Currently I use a Shimano Tcurve Deep Jig 400 for all my offshore work but the specialist new breed jigging blanks from Asia are just insane compared to the Tcurve.

Look at this Jigging Master as an example:

This is a PE2 blank dry lifting a 10kg weight - The other day a mate showed me a corporate video of the Jigging Master team at 3 Kings in NZ where they were braining 30kg kingfish on these PE2's using Accurate reels and Trinidads. When fully loaded, these rods had a parabolic buckle that almost bent back on itself and still had the butt strength to turn the fish and get it boatside in less than 5 minutes.

I reckon this is currently the ultimate yak rod for large pelagic fishing.

http://www.fishingbuddy.com.sg/product_ ... duct_id=28


----------



## spooled1 (Sep 16, 2005)

Gatesey,

I put the blank pic because I'm looking into a custom job for the yak. Expect to add around AU$300 for components and build.

Smith do really nice off the shelf jig rods as well. http://www.australianangling.com.au/off ... %20wrc.htm

I chose the Tcurve 400 last season because it can handle everything that can be dished out from the yak on 50lb (as well as a stink boat on 80lb braid). The heavier build adds confidence when high sticking and is more suitable to the rough treatment it gets during transit to and from shore.

The thing about these rods compared to the traditionals heavy gear is that you can actually feel everything during the fight. Unless you're a jigging purist, being slightly overgunned on the yak is better for the fish and shortens the fight. This reduces leader wear and the possibility of getting sharked.

I love chasing big kings and reckon anything under 50lb braid in Northern NSW is a bustoff waiting to happen.


----------



## wigg (Jan 6, 2007)

Just wondering Spooled

What sort of reels and what line do you use?

Cheers

Wigg


----------



## spooled1 (Sep 16, 2005)

wigg said:


> What sort of reels and what line do you use?


Ay Wigg,

I have 2 x Shimano Spheros 140000FA's with drag upgrades 
http://www.akff.net/wiki/index.php?titl ... os_14000FA

Reel#1 (Yak only) 50lb Tufline XP braid
Reel#2 (Rock and yak - winter only) 30lb Sufix

60lb Jinkai leader (Winter and Spring) 
100lb Jinkai leader (Summer and Autumn)

In summer and autumn Reel#2 is loaded with 50 lb Tufline and a 160+mm lure. This rig only gets dragged around when the livebaits are dead or are too hard to catch.


----------



## FletcherG1991 (Apr 17, 2007)

Those Jigging Master rods are insane ! infact any of the Jigging Master products seem to be very good. The T-Curves don't even come close to the JM and Smith rods in regards to how they load, how good they are to fish with etc.

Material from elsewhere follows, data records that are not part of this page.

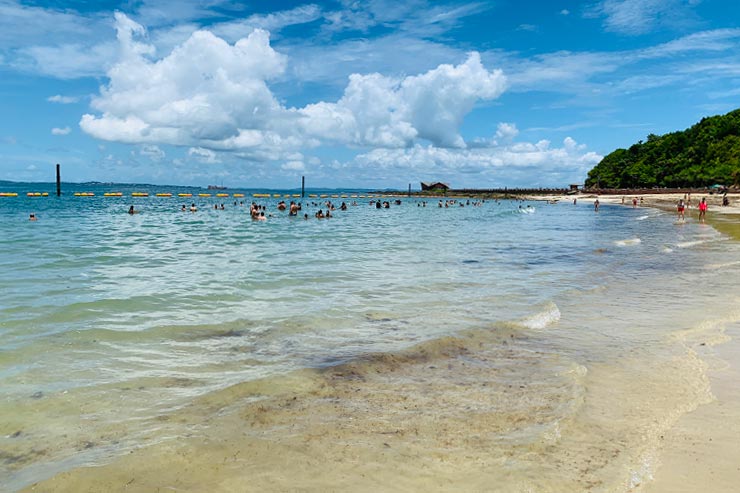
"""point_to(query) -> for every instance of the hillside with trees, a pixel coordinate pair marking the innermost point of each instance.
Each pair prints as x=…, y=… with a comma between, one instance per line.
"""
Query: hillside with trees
x=707, y=153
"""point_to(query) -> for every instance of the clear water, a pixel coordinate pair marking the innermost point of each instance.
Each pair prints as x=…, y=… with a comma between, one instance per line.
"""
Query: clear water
x=567, y=337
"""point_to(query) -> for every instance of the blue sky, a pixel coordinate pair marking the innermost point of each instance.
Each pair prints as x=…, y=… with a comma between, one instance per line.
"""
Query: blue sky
x=353, y=94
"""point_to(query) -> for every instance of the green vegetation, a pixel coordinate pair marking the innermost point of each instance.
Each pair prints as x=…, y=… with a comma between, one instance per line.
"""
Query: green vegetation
x=703, y=155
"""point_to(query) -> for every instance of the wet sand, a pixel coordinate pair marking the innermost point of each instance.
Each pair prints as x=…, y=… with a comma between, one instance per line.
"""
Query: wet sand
x=700, y=453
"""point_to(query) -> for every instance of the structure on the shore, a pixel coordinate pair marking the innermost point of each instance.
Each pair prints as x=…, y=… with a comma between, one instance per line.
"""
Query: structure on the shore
x=434, y=186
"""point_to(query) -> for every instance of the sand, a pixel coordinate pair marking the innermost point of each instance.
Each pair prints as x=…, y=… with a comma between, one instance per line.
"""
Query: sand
x=700, y=453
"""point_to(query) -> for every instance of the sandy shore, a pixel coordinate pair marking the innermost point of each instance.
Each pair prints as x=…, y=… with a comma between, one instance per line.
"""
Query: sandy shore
x=700, y=452
x=725, y=218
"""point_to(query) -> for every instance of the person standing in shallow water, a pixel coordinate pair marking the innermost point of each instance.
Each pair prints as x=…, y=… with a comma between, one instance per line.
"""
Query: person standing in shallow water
x=703, y=209
x=681, y=206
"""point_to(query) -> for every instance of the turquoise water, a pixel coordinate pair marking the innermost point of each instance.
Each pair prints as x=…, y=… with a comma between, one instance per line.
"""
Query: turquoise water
x=109, y=321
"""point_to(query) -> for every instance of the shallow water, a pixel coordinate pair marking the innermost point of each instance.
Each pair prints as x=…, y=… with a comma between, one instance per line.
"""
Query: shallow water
x=541, y=348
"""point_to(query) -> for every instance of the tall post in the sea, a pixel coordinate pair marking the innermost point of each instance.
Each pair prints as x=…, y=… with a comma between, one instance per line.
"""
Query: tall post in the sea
x=59, y=182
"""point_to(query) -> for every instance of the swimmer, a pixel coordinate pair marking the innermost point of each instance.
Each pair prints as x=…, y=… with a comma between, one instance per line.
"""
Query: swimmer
x=681, y=206
x=703, y=209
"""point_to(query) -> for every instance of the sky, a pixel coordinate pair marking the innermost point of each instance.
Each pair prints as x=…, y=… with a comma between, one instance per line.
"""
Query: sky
x=353, y=94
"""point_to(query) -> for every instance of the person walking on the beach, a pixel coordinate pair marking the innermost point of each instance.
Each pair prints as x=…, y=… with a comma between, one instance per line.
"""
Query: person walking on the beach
x=681, y=207
x=703, y=209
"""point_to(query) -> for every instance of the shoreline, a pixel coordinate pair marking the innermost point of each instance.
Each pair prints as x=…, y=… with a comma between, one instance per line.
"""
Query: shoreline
x=698, y=451
x=331, y=407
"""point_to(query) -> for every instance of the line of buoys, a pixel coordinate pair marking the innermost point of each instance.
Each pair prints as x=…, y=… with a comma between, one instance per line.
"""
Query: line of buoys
x=168, y=194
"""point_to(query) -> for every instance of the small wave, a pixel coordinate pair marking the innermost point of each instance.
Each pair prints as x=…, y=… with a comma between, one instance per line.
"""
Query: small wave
x=689, y=244
x=628, y=242
x=548, y=316
x=721, y=266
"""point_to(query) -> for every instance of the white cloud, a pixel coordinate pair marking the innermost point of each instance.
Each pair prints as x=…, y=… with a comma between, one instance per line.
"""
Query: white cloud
x=293, y=166
x=58, y=98
x=381, y=111
x=205, y=90
x=210, y=94
x=152, y=152
x=204, y=155
x=492, y=166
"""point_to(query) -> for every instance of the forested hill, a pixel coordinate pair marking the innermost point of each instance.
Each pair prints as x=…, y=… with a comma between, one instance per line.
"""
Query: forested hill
x=705, y=154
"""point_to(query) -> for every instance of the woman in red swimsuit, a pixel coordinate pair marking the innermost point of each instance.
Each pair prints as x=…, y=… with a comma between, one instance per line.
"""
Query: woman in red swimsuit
x=703, y=209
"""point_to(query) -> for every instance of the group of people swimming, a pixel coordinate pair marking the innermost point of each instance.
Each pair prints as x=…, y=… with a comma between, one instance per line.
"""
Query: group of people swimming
x=685, y=203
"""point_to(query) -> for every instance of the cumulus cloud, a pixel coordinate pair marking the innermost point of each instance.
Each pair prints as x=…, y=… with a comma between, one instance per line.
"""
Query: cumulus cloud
x=152, y=152
x=205, y=90
x=376, y=110
x=203, y=155
x=58, y=98
x=293, y=166
x=210, y=94
x=506, y=131
x=495, y=165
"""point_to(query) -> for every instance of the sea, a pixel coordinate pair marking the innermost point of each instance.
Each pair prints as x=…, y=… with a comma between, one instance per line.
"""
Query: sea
x=497, y=345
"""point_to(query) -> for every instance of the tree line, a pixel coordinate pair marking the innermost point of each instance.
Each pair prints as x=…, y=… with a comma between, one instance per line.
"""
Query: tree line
x=708, y=153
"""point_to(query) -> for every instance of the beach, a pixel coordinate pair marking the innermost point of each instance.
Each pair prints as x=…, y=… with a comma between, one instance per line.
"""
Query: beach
x=405, y=349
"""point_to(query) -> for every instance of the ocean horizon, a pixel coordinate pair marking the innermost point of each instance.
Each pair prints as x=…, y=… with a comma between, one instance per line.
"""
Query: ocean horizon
x=518, y=343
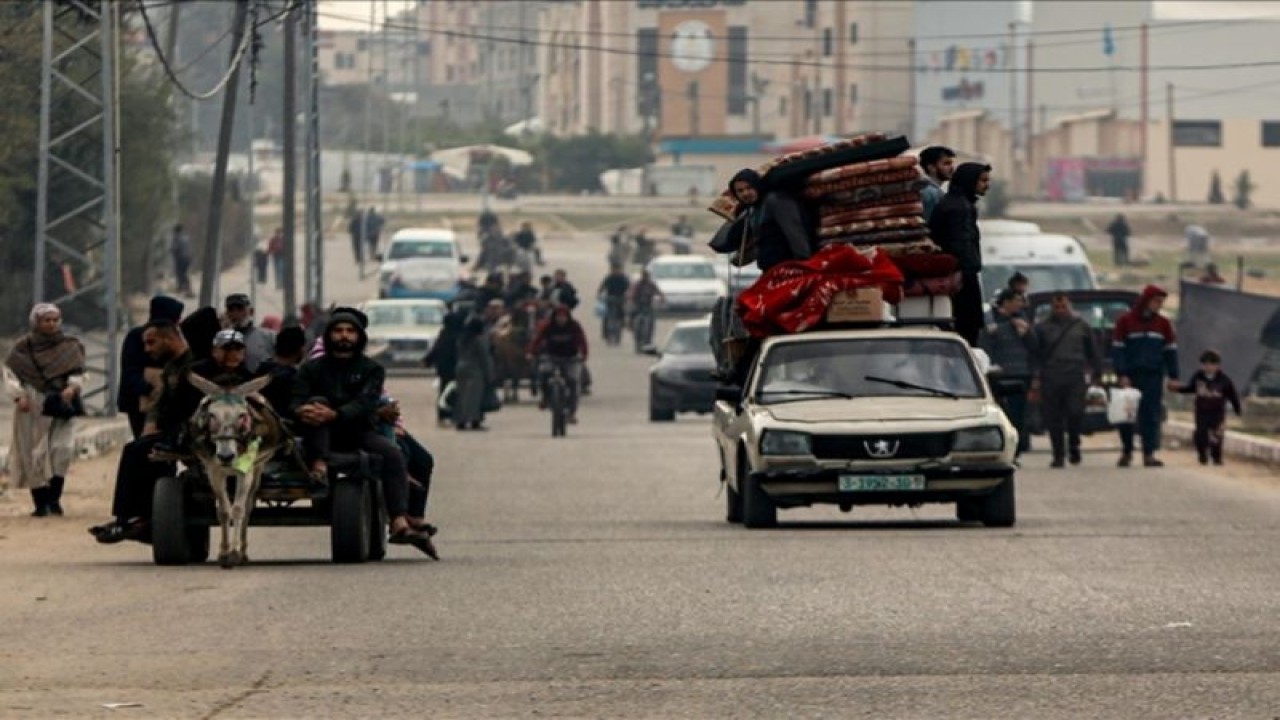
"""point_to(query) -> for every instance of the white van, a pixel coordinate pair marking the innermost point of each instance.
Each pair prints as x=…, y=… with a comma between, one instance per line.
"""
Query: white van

The T-Curves are also overrated as far as the strength of the rod goes, there is no way the 400 could deadlift 20kg, I didn't go any further after lifting 11kg as it wan't looking good.

There are also the new Monster Mesh rods for Daiwa that have just come out, im not sure how much they are but so far they have been getting good reviews.

Cheers,
Fletcher


----------